Faut-il rappeler quelques éléments que n'ignorent ni les gouvernements européens, ni leurs services secrets, ni les entreprises et les citoyens un tant soit peu avertis des complexités du monde numérique et de l'hégémonie qui s'est donnée l'Amérique depuis trente ans ?
1. Qui exerce cet espionnage américain? D'abord, pour ne citer que les plus connues, les agences spécialisées (NSA, CIA ...une vingtaine au total), les administrations officielles (Département d'Etat, forces armées, ministère de l'industrie, services diplomatiques...) , le tout sous les encouragements de la Maison Blanche et du Congrès. Ensuite tout le secteur des Organisations non gouvernementales opérant notamment à l'étranger. Enfin l'ensemble du monde des intérêts financiers et des entreprises, grandes ou petites. L'espionnage russe, chinois ou iranien, dont ont fait grand bruit, n'est que travail d'amateur en comparaison.
2. Quels sont les européens espionnés ? D'abord tous les utilisateurs du téléphone et de l'Internet, c'est-à-dire aujourd'hui pratiquement tous les citoyens.

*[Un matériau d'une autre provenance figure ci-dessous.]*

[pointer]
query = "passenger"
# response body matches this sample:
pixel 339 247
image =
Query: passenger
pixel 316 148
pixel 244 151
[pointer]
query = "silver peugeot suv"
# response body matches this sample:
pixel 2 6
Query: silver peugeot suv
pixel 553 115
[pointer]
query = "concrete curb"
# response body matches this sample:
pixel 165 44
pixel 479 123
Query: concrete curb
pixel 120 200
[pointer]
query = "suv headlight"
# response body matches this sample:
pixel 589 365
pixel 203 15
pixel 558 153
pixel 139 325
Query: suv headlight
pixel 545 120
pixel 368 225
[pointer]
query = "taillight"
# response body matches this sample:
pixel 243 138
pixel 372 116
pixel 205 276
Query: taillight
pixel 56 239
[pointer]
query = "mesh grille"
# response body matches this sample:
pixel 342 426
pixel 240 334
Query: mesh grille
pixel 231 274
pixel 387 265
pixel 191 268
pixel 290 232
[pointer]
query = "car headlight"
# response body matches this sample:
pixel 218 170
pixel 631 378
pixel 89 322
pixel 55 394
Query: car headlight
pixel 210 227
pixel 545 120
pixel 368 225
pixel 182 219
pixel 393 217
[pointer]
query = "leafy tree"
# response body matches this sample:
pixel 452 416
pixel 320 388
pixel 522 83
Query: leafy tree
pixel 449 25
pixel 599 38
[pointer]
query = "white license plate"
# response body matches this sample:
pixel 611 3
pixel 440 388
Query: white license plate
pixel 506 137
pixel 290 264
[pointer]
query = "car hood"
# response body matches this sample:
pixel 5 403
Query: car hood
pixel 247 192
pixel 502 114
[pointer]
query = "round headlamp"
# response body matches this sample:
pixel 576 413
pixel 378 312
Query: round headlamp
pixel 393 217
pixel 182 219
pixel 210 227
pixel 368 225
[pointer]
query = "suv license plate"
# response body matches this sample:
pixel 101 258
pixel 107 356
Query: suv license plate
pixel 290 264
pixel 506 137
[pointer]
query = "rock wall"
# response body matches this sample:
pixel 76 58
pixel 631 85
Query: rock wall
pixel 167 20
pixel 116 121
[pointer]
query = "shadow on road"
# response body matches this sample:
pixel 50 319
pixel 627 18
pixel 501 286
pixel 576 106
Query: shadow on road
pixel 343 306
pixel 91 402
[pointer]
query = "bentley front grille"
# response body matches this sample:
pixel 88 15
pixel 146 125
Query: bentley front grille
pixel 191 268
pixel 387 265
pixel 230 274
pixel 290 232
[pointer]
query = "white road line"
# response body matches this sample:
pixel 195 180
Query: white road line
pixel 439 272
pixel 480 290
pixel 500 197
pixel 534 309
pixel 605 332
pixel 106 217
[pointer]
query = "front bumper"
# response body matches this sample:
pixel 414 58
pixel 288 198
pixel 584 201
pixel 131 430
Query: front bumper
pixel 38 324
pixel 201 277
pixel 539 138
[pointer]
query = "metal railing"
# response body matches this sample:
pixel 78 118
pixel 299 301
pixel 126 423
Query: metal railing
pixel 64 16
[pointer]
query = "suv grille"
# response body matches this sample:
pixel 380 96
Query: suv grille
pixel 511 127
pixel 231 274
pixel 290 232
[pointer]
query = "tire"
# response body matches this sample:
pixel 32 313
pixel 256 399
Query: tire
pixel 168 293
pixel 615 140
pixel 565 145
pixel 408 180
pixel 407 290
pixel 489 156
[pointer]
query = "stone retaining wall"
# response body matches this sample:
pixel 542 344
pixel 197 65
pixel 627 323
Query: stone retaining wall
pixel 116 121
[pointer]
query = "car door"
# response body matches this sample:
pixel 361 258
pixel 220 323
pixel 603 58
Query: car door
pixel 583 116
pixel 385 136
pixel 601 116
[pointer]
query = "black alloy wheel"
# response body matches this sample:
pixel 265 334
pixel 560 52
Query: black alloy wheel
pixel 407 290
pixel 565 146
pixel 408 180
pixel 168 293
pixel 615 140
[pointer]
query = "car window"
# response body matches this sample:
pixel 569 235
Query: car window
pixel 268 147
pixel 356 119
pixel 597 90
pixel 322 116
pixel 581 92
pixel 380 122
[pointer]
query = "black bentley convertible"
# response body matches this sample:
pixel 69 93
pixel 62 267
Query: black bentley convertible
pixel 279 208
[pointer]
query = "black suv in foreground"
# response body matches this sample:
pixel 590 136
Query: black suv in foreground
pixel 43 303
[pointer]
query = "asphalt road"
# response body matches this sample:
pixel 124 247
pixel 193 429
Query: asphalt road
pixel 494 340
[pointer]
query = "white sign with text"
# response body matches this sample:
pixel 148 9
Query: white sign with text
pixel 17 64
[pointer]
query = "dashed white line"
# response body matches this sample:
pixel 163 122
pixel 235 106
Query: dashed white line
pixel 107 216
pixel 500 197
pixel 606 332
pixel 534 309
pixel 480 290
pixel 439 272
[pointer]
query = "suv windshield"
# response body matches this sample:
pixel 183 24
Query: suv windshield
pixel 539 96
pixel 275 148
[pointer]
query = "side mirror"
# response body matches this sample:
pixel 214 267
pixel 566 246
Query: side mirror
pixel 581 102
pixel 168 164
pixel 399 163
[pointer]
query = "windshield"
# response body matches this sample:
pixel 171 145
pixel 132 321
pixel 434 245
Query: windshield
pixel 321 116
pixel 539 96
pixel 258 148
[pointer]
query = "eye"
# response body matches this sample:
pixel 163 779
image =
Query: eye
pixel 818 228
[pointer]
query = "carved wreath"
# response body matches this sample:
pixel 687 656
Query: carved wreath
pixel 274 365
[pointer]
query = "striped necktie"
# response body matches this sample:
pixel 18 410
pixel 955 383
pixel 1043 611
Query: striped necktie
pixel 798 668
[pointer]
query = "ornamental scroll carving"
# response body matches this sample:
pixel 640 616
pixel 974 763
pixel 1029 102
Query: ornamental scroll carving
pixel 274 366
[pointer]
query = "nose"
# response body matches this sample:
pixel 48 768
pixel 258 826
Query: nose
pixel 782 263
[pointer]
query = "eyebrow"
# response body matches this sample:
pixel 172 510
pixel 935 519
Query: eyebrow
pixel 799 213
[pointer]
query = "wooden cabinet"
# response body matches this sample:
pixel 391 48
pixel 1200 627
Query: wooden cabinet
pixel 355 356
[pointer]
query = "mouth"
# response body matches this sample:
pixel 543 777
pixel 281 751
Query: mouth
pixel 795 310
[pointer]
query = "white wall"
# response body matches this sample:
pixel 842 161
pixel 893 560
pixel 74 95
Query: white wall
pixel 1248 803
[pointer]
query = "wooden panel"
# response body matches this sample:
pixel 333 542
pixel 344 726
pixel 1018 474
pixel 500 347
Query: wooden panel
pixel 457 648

Cependant en ce cas, la masse des données recueillie est telle (big data) qu'elle ne peut donner lieu pour le moment à exploitation systématique. Mais cela changera avec la mise en service d'outils d'Intelligence Artificielle de nouvelle génération, Par contre, concernant les utilisateurs, des dossiers individuels peuvent être établis en exploitant ces big data. Ensuite, sont espionnés plus en profondeur tous les pouvoirs publics, gouvernements et administrations. Enfin l'ensemble des entreprises pouvant présenter un intérêt économique pour le complexe militaro-industriel américain, tant en tant que compétiteurs possibles qu'en tant que cibles à conquérir ou neutraliser, notamment sur les marchés à l'exportation (1).
3. Les européens savaient-ils, avant même les révélations de Edward Snowden et autres lanceurs d'alerte, qu'ils faisaient l'objet de cet espionnage? Au niveau du grand public, sans doute pas. Au niveau des gouvernements, des administrations et des entreprises d'une quelconque envergure, certainement, sinon toujours dans les détails, du moins en général. Les services secrets et informateurs européens sont suffisamment performants pour avoir accumulé, et transmis en haut lieu, des preuves indiscutables des activités de renseignement provenant des Etats-Unis.
4. Pourquoi alors cette absence de réaction, qui se poursuivra et s'amplifiera très certainement dans l'avenir, Conseils de défense ou pas? Pour une raison très simple: les européens cités ci-dessus sont tellement pénétrés de l'influence américaine, ceci depuis le début du 20e siècle, qu'ils se félicitent d'être espionnés par les Etats-Unis et qu'ils acceptent de collaborer aux politiques et intérêts de la super-puissance, quel que soit les retombées négatives pour eux d'un tel espionnage et sujétions en découlant. Ils ne renoncent pas à en récupérer quelques retombées.
Les économies et cultures sont d'ailleurs si imbriquées qu'il leur serait impossible de réagir, de se rapprocher d'autres centres de pouvoir dans le monde multipolaire qui se met en place. Telles les troupes coloniales qui se battaient pour les européens durant les dernières guerres mondiales, ces mêmes européens se comporteront en troupes coloniales, ou si l'on préfère, en agents actifs des intérêts américains dans les conflits qui se préparent.
Jean-Paul Baquiast
1) Si les Etats-Unis ont finalement laissé la France vendre quelques Rafales dans des pays "amis", ce fut sans doute parce que, confronté à l'échec industriel actuel de leur propre F35, ils ont préféré que ces pays achètent des avions français plutôt que des équivalents russes ou chinois. Mais la France devra payer la note dans d'autres domaines encore plus stratégiques.